Iraq's Attorneys Practicing in a State of Fear

Those Who Haven't Fled Prefer the Dictator's Law to None at All

By Nelson Hernandez and Saad al-Izzi
Washington Post Foreign Service
Saturday, June 10, 2006; Page A13

BAGHDAD -- "We are living in terror," Kamal Hamdoun, the head of Iraq's lawyers' union, said as he sat in a shadowy, cavernous office redolent of better days.

As usual, there was no electricity in Hamdoun's second-floor office in Baghdad's Mansour neighborhood. Sunlight slanted in through vertical blinds, shining on ornate chairs painted gold and a huge desk piled with legal folders.

"For example, I'm unable to move around freely," Hamdoun continued. "And there's a gun in my drawer."

He slid open a drawer of his desk, revealing a cocked Browning pistol.

"The control of the jungle is for those who have claws and fangs," he explained.

Such is the life of a lawyer in a nearly lawless society. Iraq's legal system, once one of the most secular in the Middle East, is a shambles. If a "Law and Order" spinoff were set in Baghdad, it would feature police who are afraid to investigate sectarian murders (or are complicit in them, many say), lawyers afraid to take either side of a case and risk the wrath of powerful militias or well-armed gangs, judges assassinated for the decisions they have handed down, and the occasional car bombing at the courthouse.

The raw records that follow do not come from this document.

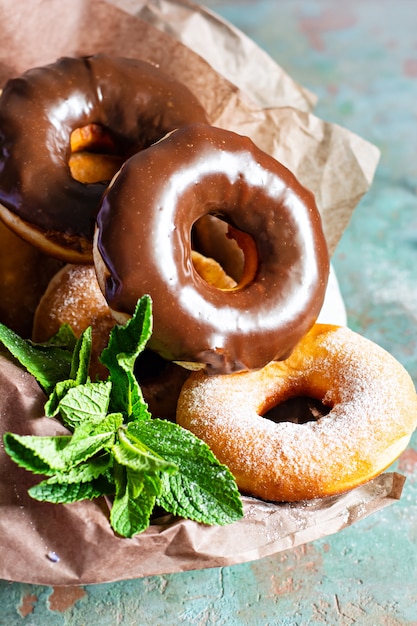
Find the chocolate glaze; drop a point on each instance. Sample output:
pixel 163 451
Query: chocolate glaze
pixel 144 228
pixel 134 100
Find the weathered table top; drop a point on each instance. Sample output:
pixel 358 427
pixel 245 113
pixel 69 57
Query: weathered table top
pixel 360 58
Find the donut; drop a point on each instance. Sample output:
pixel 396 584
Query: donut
pixel 134 102
pixel 143 245
pixel 366 414
pixel 73 297
pixel 24 275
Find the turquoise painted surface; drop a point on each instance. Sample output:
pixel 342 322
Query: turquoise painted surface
pixel 360 58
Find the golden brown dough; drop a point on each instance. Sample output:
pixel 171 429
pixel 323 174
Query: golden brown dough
pixel 24 275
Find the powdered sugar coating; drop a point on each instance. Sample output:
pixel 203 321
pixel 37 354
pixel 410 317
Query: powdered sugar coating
pixel 373 414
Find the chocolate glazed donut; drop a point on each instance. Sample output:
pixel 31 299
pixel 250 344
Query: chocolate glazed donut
pixel 144 229
pixel 134 101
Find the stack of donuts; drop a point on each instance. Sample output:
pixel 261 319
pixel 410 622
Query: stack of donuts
pixel 122 188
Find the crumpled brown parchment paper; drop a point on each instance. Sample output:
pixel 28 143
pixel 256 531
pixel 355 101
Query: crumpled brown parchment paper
pixel 246 91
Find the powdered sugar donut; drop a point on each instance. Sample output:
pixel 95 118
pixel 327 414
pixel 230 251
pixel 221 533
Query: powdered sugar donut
pixel 368 412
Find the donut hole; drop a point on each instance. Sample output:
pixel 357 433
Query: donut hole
pixel 223 255
pixel 298 410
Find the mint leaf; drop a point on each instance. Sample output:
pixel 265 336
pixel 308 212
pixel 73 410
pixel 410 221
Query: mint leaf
pixel 88 401
pixel 125 345
pixel 203 489
pixel 47 363
pixel 134 454
pixel 64 338
pixel 40 455
pixel 132 506
pixel 60 491
pixel 81 356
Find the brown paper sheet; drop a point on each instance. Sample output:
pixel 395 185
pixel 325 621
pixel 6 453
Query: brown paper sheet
pixel 74 544
pixel 33 535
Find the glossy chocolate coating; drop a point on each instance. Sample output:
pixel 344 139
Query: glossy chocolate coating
pixel 134 100
pixel 144 228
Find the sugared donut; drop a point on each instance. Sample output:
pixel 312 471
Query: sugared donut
pixel 73 297
pixel 133 101
pixel 370 413
pixel 24 275
pixel 144 229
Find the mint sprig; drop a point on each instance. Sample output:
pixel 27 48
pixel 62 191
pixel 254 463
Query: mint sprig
pixel 113 446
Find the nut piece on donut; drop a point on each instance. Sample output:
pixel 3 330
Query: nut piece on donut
pixel 372 413
pixel 143 245
pixel 132 101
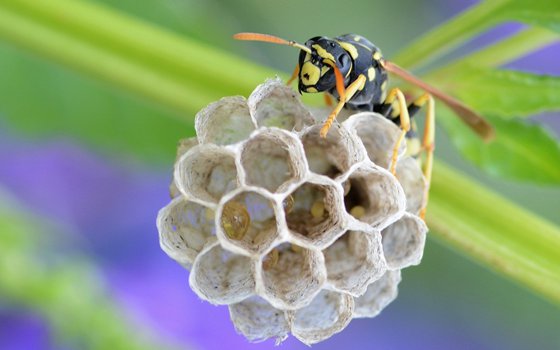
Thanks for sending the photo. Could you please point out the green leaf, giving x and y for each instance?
(504, 93)
(65, 289)
(520, 151)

Two such bombings killed at least 17 people in May alone.

Iraq was hardly an example of blind justice before the 2003 invasion that toppled Saddam Hussein, who ensured that nearly all lawyers and judges were in thrall to his Baath Party. But for routine trials, Iraq's legal system, designed in the 1920s to resemble the Egyptian and French models, generally meted out fair justice guided by well-trained lawyers and judges.

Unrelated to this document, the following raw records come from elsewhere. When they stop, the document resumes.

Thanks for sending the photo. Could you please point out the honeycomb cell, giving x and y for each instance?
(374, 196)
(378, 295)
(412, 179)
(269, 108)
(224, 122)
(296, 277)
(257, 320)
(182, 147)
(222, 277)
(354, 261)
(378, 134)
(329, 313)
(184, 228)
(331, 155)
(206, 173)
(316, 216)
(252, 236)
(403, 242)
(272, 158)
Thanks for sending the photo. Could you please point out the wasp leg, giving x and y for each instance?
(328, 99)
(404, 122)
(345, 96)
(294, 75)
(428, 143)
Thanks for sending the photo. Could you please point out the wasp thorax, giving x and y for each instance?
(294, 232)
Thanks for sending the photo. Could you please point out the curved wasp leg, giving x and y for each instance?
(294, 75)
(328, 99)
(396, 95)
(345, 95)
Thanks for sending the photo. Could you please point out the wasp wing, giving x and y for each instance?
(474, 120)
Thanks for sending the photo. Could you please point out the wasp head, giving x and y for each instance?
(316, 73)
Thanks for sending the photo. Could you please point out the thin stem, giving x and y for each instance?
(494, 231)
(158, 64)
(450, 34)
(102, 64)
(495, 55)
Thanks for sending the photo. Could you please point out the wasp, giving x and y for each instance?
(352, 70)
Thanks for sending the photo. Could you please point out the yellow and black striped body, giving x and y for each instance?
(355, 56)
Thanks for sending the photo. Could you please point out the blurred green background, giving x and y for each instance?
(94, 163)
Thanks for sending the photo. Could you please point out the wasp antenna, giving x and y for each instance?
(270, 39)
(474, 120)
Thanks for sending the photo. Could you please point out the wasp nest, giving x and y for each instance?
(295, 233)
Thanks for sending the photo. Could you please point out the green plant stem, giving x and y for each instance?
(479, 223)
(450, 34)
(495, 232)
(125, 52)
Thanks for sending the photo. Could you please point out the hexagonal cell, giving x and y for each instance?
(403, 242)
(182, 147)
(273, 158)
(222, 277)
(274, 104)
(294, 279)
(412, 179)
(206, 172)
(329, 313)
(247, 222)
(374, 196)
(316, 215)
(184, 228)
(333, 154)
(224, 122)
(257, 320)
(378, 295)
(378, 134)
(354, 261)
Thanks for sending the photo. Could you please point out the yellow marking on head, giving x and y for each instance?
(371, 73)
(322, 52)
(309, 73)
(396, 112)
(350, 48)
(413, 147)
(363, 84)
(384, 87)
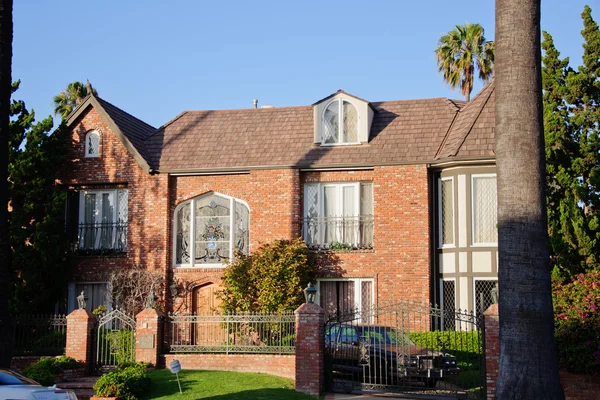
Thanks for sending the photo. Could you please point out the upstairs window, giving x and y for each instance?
(484, 206)
(340, 123)
(338, 216)
(92, 144)
(103, 219)
(209, 228)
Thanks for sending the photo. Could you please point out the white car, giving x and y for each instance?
(14, 386)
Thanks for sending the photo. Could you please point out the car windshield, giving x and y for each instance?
(12, 378)
(384, 335)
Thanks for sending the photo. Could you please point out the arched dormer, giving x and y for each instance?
(208, 229)
(342, 119)
(92, 144)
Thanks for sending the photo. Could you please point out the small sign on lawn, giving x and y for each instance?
(175, 367)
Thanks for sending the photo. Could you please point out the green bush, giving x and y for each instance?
(577, 322)
(127, 383)
(271, 279)
(46, 368)
(465, 346)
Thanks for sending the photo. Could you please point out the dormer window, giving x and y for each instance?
(342, 119)
(340, 116)
(92, 144)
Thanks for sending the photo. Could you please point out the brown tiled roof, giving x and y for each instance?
(402, 132)
(472, 132)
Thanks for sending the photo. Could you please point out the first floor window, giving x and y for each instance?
(347, 299)
(208, 229)
(484, 206)
(103, 216)
(483, 294)
(338, 216)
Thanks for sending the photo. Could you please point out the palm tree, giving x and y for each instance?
(528, 367)
(6, 36)
(69, 99)
(460, 52)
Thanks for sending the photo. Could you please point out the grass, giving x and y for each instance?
(222, 385)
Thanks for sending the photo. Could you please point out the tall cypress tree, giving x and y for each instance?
(573, 153)
(37, 238)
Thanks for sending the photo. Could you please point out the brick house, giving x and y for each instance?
(403, 193)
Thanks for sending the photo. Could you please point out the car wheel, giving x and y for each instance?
(430, 383)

"It was an impressive overall legal system, as long as we did not get into the political sphere," said Khaled Abou El Fadl, a law professor at UCLA and a scholar of Islamic law. "What we have consistently forgotten is how well-educated Iraqi academics are. They're sophisticated people who know quite a bit" about Western law and government.

Now, many of the best-educated have fled the country, and yet life goes on in the lawyers' union, Iraq's equivalent of a bar association, which has 42,000 members nationwide. Well-dressed attorneys flitted in and out of Hamdoun's office quietly, asking the union leader to sign papers. Downstairs, they met in the dark, cigarette smoke-filled cafeteria below Hamdoun's office, where they talked shop with each other or their clients. Their sentiment was unanimous: They preferred the dictator's law to none at all.

"We were waiting for the day when Saddam was gone," said one lawyer, Ali Gatie al-Jubouri, who spent nine years studying engineering in Michigan, only to become a lawyer after he inherited a fortune in property from his father. "But now we feel sorry that Saddam's days are over. It's a tragedy."

The lawyers, along with American legal scholars, almost unanimously blame the United States -- particularly the Coalition Provisional Authority, which administered Iraq in the year after Hussein's government fell.